We presented the model to 12 members of the RCA community (including several queer and POC/BAME people), inviting them to co-create the model (by affixing found natural materials and instilling sounds and smells into the model). This provided participants with an opportunity to explore how public green spaces could be designed according to their preferences (imagining that their model might one day be reproduced on a 1:1 scale), as well as providing them with tactile experiences of nature immediately through interacting with our foraged materials. We photographically documented the model (not the participant, so as to maintain anonymity) after each interaction and noted down each participant’s interpretations of their process, thereby allowing us to analyse how our ecological model was communally shaped.
Implementations of our study can obtain valuable insights into people’s preferences for designing natural landscapes, particularly in terms of what would better suit those conventionally marginalised from urban green spaces. For example, our analyses of our small sample size suggest that non-POC/BAME and non-LGBTQIA+ people have a tendency towards minimalism, uniformity and perilous excitement which is not shared by POC/BAME and LGBTQIA+ individuals. Moreover, all our LGBTQIA+ and POC/BAME participants’ models were permeated with notions of accessible transport, community connection and diversity of colour and species.

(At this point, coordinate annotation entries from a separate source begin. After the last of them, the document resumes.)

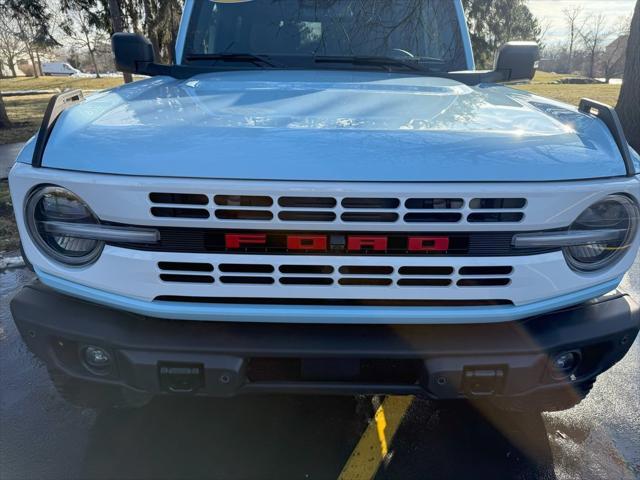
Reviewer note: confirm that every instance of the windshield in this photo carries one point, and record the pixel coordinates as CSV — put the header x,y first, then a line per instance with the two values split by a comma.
x,y
421,31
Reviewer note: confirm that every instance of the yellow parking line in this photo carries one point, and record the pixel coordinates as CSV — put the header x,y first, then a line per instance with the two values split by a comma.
x,y
374,444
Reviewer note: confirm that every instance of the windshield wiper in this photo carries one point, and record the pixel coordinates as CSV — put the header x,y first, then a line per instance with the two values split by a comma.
x,y
383,62
235,57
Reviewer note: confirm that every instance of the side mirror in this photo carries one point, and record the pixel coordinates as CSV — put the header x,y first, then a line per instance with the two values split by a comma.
x,y
517,60
133,53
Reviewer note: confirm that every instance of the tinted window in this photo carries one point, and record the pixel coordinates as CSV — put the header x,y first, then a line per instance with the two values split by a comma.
x,y
401,29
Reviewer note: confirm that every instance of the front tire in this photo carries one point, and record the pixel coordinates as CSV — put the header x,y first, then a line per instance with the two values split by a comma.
x,y
85,394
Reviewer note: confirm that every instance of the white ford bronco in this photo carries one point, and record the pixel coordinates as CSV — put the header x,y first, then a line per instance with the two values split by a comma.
x,y
326,197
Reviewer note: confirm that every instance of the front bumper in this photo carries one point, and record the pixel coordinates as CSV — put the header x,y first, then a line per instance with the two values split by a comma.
x,y
509,359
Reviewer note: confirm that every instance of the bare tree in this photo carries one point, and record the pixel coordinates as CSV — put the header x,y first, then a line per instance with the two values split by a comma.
x,y
593,37
82,33
10,44
4,118
26,34
613,56
630,95
574,21
118,26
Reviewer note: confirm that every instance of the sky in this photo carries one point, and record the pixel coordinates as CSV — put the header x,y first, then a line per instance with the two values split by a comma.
x,y
551,11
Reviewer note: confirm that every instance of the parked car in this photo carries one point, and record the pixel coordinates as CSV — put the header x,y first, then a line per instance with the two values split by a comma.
x,y
58,69
320,199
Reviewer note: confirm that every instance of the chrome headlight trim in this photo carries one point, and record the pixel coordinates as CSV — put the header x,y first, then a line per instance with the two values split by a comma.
x,y
605,253
36,233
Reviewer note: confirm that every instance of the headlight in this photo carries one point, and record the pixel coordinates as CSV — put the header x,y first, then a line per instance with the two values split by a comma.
x,y
613,213
48,205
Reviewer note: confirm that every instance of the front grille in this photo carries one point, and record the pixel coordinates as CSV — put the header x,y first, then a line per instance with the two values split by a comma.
x,y
205,240
327,302
347,276
329,209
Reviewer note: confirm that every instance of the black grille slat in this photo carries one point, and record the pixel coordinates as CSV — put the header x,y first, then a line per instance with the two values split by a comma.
x,y
176,212
373,203
497,203
247,280
185,267
365,270
365,282
179,198
370,217
424,282
316,281
307,202
243,201
470,271
306,269
245,268
174,278
426,271
433,217
297,216
244,214
495,217
483,282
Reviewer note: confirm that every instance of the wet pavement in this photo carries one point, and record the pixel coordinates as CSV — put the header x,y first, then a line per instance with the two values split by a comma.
x,y
280,437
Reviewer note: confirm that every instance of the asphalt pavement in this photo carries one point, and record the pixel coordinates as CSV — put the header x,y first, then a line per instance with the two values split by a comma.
x,y
281,437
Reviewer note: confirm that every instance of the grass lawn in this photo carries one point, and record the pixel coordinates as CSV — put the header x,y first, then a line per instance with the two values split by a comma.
x,y
51,83
26,113
572,94
8,232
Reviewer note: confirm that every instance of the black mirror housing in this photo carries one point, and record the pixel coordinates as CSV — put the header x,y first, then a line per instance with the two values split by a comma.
x,y
517,60
133,53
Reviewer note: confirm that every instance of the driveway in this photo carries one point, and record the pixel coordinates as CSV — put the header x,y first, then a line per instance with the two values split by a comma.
x,y
313,437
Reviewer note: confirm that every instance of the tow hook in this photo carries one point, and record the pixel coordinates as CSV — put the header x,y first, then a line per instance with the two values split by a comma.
x,y
483,381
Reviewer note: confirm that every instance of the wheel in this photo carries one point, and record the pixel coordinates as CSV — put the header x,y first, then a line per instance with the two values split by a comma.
x,y
82,393
555,401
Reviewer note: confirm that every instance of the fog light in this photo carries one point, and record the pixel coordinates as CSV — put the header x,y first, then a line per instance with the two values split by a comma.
x,y
564,364
97,357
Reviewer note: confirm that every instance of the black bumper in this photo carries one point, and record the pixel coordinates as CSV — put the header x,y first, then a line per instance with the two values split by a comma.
x,y
440,361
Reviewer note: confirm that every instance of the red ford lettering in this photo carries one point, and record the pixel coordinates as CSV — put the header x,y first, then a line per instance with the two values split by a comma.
x,y
316,243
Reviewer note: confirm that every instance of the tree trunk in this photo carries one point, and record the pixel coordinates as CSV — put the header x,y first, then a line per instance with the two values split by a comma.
x,y
117,25
93,60
91,54
36,72
4,118
39,63
629,103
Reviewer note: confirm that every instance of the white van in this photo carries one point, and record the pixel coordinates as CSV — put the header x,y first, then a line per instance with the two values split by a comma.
x,y
58,69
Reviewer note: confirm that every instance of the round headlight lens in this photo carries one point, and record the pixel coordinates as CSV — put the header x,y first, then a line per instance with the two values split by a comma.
x,y
615,212
57,204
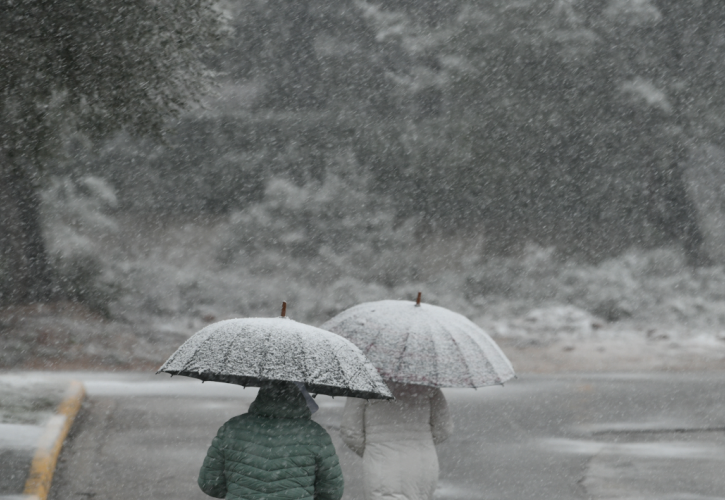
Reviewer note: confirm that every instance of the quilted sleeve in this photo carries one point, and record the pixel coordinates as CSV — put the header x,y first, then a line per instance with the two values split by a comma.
x,y
211,476
329,483
352,429
440,418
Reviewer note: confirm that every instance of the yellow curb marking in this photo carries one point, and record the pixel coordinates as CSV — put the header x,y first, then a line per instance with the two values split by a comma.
x,y
51,441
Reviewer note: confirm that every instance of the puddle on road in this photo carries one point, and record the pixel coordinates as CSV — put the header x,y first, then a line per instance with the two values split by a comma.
x,y
663,449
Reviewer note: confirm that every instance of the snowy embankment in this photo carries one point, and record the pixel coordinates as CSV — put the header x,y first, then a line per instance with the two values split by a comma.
x,y
152,282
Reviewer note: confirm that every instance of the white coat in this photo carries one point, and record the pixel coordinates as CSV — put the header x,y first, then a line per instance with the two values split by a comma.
x,y
397,441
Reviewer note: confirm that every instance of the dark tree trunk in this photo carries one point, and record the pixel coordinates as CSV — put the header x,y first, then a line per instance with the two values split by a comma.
x,y
23,260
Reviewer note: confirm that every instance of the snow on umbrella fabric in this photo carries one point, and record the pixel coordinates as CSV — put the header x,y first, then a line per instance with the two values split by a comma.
x,y
250,351
423,344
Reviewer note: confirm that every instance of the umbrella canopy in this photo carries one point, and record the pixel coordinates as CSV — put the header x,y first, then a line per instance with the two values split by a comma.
x,y
250,351
423,344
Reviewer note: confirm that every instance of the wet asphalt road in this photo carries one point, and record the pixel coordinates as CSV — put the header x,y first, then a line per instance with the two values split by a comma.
x,y
541,437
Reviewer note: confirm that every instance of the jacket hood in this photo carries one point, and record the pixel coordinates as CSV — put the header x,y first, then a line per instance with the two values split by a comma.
x,y
280,400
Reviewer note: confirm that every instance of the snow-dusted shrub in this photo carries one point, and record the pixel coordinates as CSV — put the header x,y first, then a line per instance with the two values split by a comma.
x,y
76,215
334,231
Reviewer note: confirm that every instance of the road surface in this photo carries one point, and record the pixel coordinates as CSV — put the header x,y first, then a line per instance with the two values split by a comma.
x,y
654,436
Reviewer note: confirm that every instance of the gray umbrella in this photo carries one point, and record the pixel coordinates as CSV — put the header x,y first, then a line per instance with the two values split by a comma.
x,y
423,344
251,351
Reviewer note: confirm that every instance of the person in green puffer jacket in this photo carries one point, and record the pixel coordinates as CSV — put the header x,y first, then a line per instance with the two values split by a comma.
x,y
273,452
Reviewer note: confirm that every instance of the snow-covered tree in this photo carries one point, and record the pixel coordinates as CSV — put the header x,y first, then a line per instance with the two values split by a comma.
x,y
89,66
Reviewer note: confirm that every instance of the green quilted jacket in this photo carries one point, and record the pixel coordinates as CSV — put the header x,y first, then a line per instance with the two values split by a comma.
x,y
274,452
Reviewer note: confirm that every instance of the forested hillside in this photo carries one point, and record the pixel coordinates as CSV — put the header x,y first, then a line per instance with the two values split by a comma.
x,y
554,121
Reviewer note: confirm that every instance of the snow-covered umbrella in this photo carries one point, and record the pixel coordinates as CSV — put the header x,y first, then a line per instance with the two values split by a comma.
x,y
251,351
414,343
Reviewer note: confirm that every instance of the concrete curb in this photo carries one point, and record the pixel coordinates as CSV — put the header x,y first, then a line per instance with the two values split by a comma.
x,y
50,443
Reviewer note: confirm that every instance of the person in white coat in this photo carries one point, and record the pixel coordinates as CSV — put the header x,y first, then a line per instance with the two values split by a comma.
x,y
397,440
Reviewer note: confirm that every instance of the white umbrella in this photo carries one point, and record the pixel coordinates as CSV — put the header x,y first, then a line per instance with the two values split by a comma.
x,y
422,344
251,351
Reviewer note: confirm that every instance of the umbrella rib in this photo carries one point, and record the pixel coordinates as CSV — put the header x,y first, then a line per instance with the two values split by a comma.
x,y
198,349
265,356
373,342
337,360
305,373
227,354
402,353
497,377
460,352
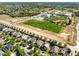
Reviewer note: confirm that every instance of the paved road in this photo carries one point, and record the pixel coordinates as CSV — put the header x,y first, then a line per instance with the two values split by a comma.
x,y
33,30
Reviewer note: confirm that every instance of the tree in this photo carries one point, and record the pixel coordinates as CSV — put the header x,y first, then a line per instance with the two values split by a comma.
x,y
19,50
53,43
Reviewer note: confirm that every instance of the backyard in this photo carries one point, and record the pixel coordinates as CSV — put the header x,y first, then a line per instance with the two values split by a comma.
x,y
44,25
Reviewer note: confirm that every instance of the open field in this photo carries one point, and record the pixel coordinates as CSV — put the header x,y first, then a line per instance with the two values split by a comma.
x,y
18,23
44,25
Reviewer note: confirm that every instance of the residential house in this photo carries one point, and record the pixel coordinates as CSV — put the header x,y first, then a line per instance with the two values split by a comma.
x,y
1,53
47,45
69,14
2,27
15,33
8,47
33,40
55,49
64,51
8,30
26,37
40,43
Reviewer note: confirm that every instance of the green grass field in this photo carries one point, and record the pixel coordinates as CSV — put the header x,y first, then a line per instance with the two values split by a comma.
x,y
44,25
56,18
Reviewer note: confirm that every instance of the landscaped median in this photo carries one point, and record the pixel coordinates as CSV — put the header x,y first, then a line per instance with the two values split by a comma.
x,y
44,25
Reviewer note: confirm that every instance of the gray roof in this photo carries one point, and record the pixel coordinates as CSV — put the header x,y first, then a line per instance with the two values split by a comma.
x,y
55,49
2,27
64,51
40,43
26,37
33,40
1,53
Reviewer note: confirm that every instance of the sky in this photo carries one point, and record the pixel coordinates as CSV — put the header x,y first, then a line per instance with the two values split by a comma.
x,y
39,0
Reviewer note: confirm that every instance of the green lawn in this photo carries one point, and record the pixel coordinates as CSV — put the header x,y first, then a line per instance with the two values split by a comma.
x,y
44,25
56,18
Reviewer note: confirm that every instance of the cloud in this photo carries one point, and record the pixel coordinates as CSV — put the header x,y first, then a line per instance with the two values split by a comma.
x,y
39,0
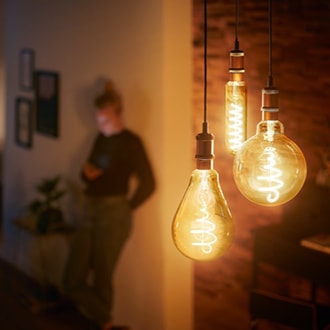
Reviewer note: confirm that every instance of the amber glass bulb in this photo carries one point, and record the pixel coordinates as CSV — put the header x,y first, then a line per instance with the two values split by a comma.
x,y
235,103
203,228
269,169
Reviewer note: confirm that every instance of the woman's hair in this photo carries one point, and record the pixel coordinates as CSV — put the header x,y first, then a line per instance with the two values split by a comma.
x,y
109,96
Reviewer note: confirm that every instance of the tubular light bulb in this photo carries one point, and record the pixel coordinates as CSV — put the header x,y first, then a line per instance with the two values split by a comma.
x,y
269,169
202,228
235,103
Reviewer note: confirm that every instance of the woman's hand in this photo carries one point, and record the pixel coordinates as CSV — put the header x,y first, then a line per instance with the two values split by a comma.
x,y
91,172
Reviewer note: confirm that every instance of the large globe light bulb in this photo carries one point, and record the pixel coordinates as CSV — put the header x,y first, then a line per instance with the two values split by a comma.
x,y
202,228
269,169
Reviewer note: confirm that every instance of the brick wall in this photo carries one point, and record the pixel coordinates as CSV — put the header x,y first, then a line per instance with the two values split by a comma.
x,y
301,69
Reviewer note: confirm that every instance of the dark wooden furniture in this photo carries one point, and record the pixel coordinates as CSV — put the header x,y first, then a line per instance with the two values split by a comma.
x,y
274,247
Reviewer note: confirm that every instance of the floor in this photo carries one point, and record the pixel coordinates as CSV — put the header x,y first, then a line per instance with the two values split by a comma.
x,y
20,310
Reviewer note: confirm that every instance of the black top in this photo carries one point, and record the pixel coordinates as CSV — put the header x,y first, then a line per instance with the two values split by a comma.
x,y
121,156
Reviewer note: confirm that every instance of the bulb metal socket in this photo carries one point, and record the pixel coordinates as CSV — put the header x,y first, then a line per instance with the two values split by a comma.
x,y
269,103
204,151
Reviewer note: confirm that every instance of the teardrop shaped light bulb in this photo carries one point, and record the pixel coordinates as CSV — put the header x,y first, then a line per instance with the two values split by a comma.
x,y
269,169
203,228
235,103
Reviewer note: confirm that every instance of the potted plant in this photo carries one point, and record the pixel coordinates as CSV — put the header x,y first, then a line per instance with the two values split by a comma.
x,y
45,209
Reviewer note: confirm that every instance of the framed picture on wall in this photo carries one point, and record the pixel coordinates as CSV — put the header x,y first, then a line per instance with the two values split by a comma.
x,y
26,69
47,102
23,122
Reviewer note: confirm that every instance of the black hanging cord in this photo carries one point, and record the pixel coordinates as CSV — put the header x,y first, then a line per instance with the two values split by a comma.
x,y
270,74
236,28
205,66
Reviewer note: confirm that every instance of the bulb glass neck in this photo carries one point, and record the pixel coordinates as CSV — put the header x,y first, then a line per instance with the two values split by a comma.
x,y
236,65
204,151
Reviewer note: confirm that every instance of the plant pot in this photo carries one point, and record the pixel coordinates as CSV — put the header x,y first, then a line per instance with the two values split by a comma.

Perhaps further iterations of this study will similarly find that the design preferences of non-marginalised individuals towards cleanliness and potential danger (somewhat akin to a well-functioning rollercoaster park) would exclude marginalised individuals, who seem to find peace in diversity and safety, rather than seeking excitement in uniform thrills. Perhaps, instead, future studies might find participants’ responses lead researchers to draw entirely different conclusions. We invite practitioners across the globe to take up this mantle, attempting this study themselves, sharing their findings and thus furthering our initiative to use co-creative design to challenge the marginalisation of certain identities from public natural spaces.